Perfection requires experience. More experience than I currently have. No hand-made knife will be "perfect," with reguards symmetry, etc. until you've been making knives for a long, long time.

Grind lines also improve with experience, and from what I can see in the pics, yours look very good for a 1st knife. You'll learn more, and get better with each knife you make.
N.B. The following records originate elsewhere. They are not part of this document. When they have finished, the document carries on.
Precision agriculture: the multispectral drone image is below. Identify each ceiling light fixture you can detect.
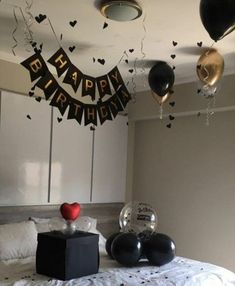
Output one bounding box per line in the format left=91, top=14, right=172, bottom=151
left=100, top=0, right=142, bottom=22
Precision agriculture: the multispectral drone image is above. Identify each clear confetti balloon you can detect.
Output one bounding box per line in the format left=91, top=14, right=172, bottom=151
left=119, top=202, right=158, bottom=234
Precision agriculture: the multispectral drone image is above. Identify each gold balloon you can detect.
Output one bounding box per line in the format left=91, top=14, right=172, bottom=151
left=152, top=91, right=171, bottom=105
left=197, top=49, right=224, bottom=86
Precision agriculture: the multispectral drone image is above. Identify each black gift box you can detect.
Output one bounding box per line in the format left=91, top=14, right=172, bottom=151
left=36, top=231, right=99, bottom=280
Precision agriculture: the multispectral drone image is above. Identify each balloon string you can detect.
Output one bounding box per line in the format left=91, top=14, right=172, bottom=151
left=131, top=58, right=138, bottom=103
left=159, top=104, right=163, bottom=120
left=11, top=8, right=18, bottom=56
left=24, top=0, right=34, bottom=52
left=140, top=13, right=147, bottom=87
left=47, top=18, right=62, bottom=47
left=18, top=7, right=33, bottom=41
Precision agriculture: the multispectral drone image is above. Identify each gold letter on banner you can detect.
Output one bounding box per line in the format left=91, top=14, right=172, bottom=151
left=84, top=104, right=97, bottom=125
left=96, top=75, right=112, bottom=98
left=97, top=102, right=112, bottom=125
left=63, top=65, right=83, bottom=92
left=50, top=86, right=70, bottom=115
left=82, top=75, right=95, bottom=101
left=36, top=71, right=59, bottom=100
left=21, top=53, right=48, bottom=81
left=108, top=67, right=124, bottom=90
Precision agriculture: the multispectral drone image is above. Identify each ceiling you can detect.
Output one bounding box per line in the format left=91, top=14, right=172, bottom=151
left=0, top=0, right=235, bottom=92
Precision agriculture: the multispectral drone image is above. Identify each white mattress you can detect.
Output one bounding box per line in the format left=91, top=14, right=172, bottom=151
left=0, top=255, right=235, bottom=286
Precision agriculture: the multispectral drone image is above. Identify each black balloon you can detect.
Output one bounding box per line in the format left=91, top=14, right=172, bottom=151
left=148, top=61, right=175, bottom=97
left=105, top=232, right=120, bottom=259
left=143, top=233, right=175, bottom=266
left=111, top=233, right=142, bottom=266
left=200, top=0, right=235, bottom=41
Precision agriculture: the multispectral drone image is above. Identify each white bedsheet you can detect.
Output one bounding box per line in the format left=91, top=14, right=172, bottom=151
left=0, top=255, right=235, bottom=286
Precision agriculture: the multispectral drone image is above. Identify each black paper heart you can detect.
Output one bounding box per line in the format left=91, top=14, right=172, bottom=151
left=69, top=20, right=77, bottom=27
left=197, top=42, right=202, bottom=48
left=97, top=59, right=105, bottom=65
left=30, top=41, right=37, bottom=48
left=69, top=46, right=75, bottom=53
left=35, top=14, right=47, bottom=24
left=103, top=22, right=108, bottom=29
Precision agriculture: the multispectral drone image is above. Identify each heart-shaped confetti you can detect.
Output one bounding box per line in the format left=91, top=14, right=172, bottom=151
left=97, top=59, right=105, bottom=65
left=103, top=22, right=108, bottom=29
left=69, top=20, right=77, bottom=27
left=197, top=42, right=202, bottom=48
left=30, top=41, right=37, bottom=48
left=69, top=46, right=75, bottom=53
left=35, top=14, right=47, bottom=24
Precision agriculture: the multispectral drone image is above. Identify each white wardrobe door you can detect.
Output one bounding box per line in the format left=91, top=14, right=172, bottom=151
left=50, top=108, right=92, bottom=203
left=0, top=92, right=51, bottom=205
left=92, top=116, right=128, bottom=203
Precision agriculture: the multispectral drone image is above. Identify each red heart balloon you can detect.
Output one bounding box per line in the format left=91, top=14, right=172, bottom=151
left=60, top=203, right=80, bottom=220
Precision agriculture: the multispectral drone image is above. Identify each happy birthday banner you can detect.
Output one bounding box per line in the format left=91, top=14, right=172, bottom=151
left=21, top=48, right=131, bottom=126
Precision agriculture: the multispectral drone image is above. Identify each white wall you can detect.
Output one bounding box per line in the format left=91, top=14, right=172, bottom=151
left=129, top=73, right=235, bottom=271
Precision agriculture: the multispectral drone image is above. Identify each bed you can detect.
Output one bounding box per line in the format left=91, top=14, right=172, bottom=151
left=0, top=204, right=235, bottom=286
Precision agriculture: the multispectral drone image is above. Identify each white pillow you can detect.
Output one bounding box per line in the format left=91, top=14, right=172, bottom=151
left=0, top=221, right=37, bottom=260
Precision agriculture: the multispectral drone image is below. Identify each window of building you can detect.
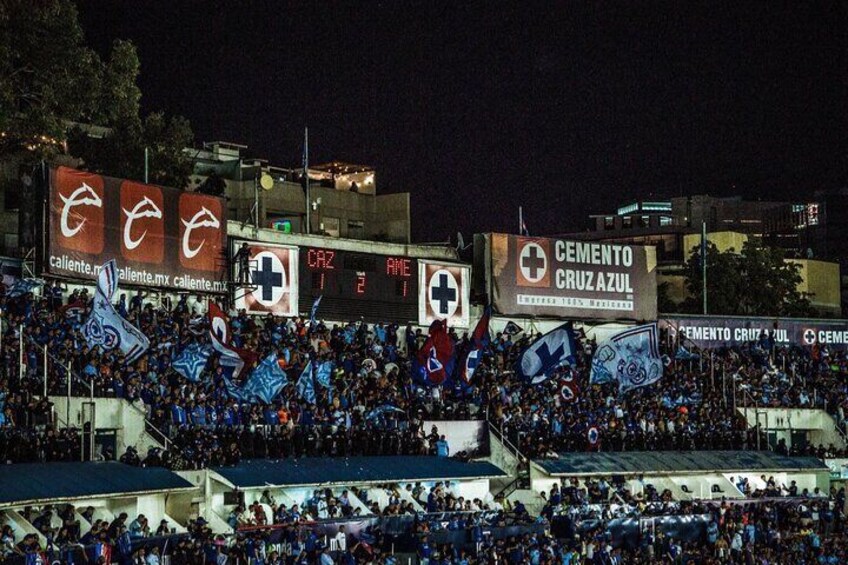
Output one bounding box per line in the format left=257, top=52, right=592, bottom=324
left=321, top=216, right=341, bottom=237
left=347, top=220, right=365, bottom=239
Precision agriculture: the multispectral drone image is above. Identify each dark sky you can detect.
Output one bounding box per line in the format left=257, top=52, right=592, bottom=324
left=79, top=0, right=848, bottom=241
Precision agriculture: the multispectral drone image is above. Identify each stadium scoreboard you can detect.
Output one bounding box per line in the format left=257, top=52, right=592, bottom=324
left=299, top=247, right=418, bottom=322
left=231, top=240, right=471, bottom=328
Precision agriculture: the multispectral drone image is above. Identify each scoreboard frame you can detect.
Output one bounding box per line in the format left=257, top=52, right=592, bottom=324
left=298, top=246, right=419, bottom=323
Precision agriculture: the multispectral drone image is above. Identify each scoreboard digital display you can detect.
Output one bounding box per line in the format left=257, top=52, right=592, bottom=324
left=299, top=247, right=418, bottom=323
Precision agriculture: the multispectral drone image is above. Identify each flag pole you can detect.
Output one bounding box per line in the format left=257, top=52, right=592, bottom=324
left=303, top=128, right=312, bottom=234
left=701, top=222, right=707, bottom=316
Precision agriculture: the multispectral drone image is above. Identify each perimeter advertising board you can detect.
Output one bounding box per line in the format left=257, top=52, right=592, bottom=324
left=487, top=234, right=657, bottom=320
left=659, top=316, right=848, bottom=351
left=44, top=167, right=227, bottom=292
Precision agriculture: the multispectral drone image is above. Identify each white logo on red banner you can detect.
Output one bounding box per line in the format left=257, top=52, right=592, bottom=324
left=234, top=242, right=298, bottom=316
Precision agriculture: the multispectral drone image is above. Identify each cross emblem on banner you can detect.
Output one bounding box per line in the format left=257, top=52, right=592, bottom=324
left=253, top=255, right=283, bottom=302
left=430, top=273, right=456, bottom=316
left=519, top=242, right=548, bottom=283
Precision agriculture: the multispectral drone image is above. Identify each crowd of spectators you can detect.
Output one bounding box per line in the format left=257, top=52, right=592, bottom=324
left=0, top=285, right=848, bottom=565
left=0, top=284, right=848, bottom=469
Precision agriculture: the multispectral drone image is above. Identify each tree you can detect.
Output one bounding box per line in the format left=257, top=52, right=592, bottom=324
left=681, top=239, right=813, bottom=317
left=0, top=0, right=103, bottom=152
left=0, top=0, right=194, bottom=187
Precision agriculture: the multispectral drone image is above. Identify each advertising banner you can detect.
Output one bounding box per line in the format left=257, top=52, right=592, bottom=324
left=233, top=241, right=298, bottom=316
left=418, top=259, right=471, bottom=328
left=45, top=167, right=227, bottom=292
left=488, top=234, right=657, bottom=320
left=659, top=316, right=848, bottom=351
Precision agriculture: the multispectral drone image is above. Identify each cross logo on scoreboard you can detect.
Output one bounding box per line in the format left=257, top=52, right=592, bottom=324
left=250, top=251, right=288, bottom=306
left=515, top=237, right=551, bottom=288
left=418, top=260, right=470, bottom=327
left=233, top=241, right=298, bottom=316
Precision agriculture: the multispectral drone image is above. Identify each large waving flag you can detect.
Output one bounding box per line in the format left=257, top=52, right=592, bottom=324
left=241, top=353, right=289, bottom=404
left=515, top=322, right=577, bottom=384
left=82, top=259, right=150, bottom=363
left=589, top=322, right=663, bottom=393
left=297, top=361, right=315, bottom=404
left=462, top=306, right=492, bottom=383
left=209, top=302, right=256, bottom=378
left=171, top=343, right=212, bottom=382
left=415, top=320, right=454, bottom=385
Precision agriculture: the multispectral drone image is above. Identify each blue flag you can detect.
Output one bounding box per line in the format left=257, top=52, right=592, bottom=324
left=515, top=322, right=577, bottom=384
left=674, top=345, right=701, bottom=361
left=589, top=322, right=663, bottom=393
left=171, top=343, right=212, bottom=382
left=309, top=294, right=324, bottom=328
left=297, top=361, right=315, bottom=404
left=241, top=353, right=289, bottom=404
left=6, top=278, right=44, bottom=298
left=462, top=306, right=492, bottom=383
left=315, top=361, right=335, bottom=388
left=82, top=259, right=150, bottom=363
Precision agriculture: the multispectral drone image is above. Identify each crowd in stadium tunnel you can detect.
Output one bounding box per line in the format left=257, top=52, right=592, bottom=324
left=0, top=284, right=848, bottom=469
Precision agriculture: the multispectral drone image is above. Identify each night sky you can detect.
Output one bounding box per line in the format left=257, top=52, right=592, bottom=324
left=79, top=0, right=848, bottom=241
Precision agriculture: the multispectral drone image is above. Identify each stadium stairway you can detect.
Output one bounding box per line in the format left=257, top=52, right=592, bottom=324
left=49, top=396, right=171, bottom=459
left=486, top=422, right=545, bottom=515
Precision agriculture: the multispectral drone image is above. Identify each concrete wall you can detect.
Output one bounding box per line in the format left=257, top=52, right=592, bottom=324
left=683, top=231, right=748, bottom=254
left=50, top=396, right=163, bottom=457
left=227, top=221, right=459, bottom=261
left=220, top=177, right=410, bottom=243
left=786, top=259, right=842, bottom=316
left=737, top=407, right=846, bottom=449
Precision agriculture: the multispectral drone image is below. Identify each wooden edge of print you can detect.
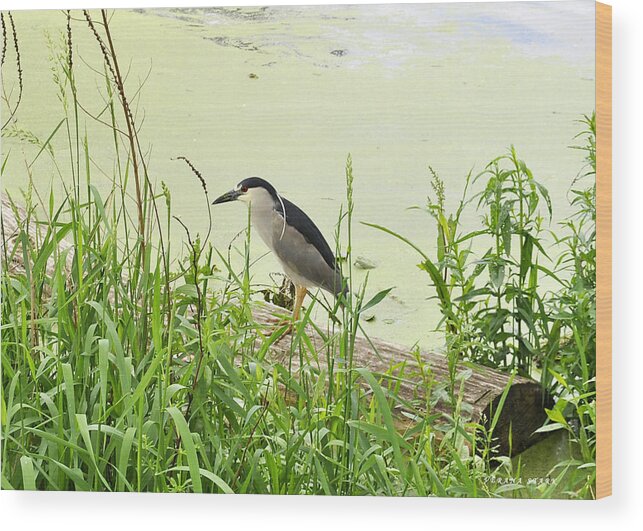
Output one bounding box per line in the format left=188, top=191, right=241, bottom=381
left=596, top=2, right=612, bottom=499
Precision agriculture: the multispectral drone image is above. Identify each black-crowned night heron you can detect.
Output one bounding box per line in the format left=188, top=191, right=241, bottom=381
left=212, top=177, right=346, bottom=321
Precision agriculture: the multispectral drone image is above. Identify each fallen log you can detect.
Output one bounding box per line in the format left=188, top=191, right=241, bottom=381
left=0, top=194, right=551, bottom=455
left=253, top=303, right=552, bottom=455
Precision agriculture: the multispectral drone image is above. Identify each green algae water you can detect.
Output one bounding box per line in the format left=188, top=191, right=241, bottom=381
left=2, top=1, right=594, bottom=347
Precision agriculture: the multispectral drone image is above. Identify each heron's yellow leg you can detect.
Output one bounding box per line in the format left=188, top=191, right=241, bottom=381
left=292, top=286, right=308, bottom=321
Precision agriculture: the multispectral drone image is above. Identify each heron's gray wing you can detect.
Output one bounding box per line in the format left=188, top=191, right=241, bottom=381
left=272, top=200, right=342, bottom=295
left=276, top=197, right=337, bottom=269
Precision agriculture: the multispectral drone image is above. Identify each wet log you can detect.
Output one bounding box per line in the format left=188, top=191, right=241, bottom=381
left=253, top=303, right=552, bottom=455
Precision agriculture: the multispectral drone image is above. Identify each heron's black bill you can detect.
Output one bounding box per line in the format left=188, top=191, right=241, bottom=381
left=212, top=190, right=241, bottom=205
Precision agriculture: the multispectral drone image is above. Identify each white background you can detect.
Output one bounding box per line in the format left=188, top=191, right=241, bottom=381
left=0, top=0, right=643, bottom=531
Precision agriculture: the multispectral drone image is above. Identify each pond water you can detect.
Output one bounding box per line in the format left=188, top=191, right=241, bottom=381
left=2, top=4, right=594, bottom=347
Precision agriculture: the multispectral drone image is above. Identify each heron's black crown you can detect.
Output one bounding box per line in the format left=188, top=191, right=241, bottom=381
left=237, top=177, right=278, bottom=201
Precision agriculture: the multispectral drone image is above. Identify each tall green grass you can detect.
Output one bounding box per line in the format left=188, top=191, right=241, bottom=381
left=0, top=12, right=592, bottom=497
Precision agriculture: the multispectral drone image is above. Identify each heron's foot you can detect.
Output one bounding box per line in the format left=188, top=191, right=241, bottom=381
left=272, top=319, right=293, bottom=343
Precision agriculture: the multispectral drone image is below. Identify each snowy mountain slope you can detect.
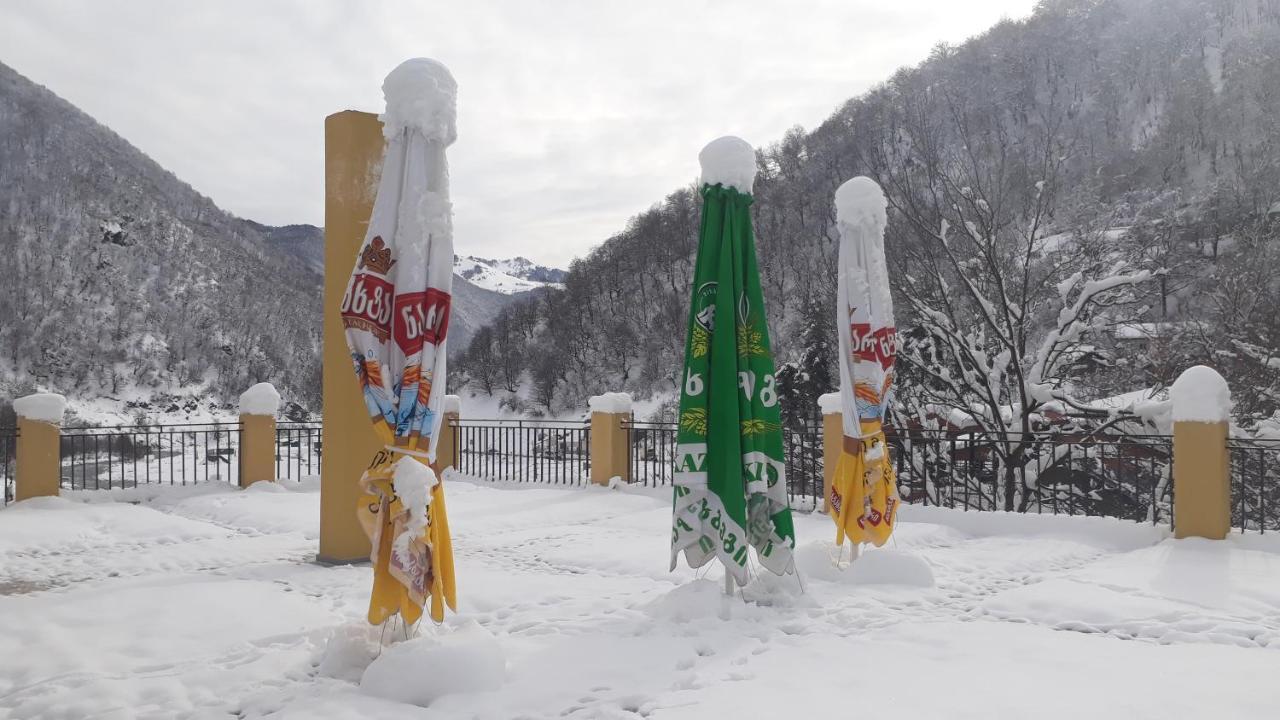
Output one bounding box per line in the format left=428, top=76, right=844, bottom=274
left=453, top=255, right=564, bottom=295
left=0, top=64, right=537, bottom=419
left=244, top=223, right=550, bottom=356
left=457, top=0, right=1280, bottom=413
Until you get a high-end precision bandsaw and a lot of hands-on time with it, it'll be more practical to just grind/file away excess handle material as you said.

Looking good. Keep it up!:lifter

Edited to Add:
I'm not an expert, and I hope this post doesn't come across sounding like advice from someone who thinks themself to be one. This advice was given to me from masters of the craft, who were kind enough to share it with me. I'm just passing it on, hoping it will help.

Cake_14N
05-04-2012, 10:18
Barbarian,

Please do not ever hesitate to give me feedback. I worked with the fighter-jet community for over 15 years and developed very tough skin. Anything you say will be taken as positive critique and as insight to make me better.

My personal belief is that if somebody will take the time to give me feedback I will take the time to listen, learn, and put into practice the advice I have been given. When people stop providing feedback, they stop caring. Usually because their feedback is not being listened to.

The best thing about people who make knives is their willingness to share tips, tricks, and information rather than keep everything secret.

Thanks for taking the time to look at my first attempt at a knife and tell me how I can get better.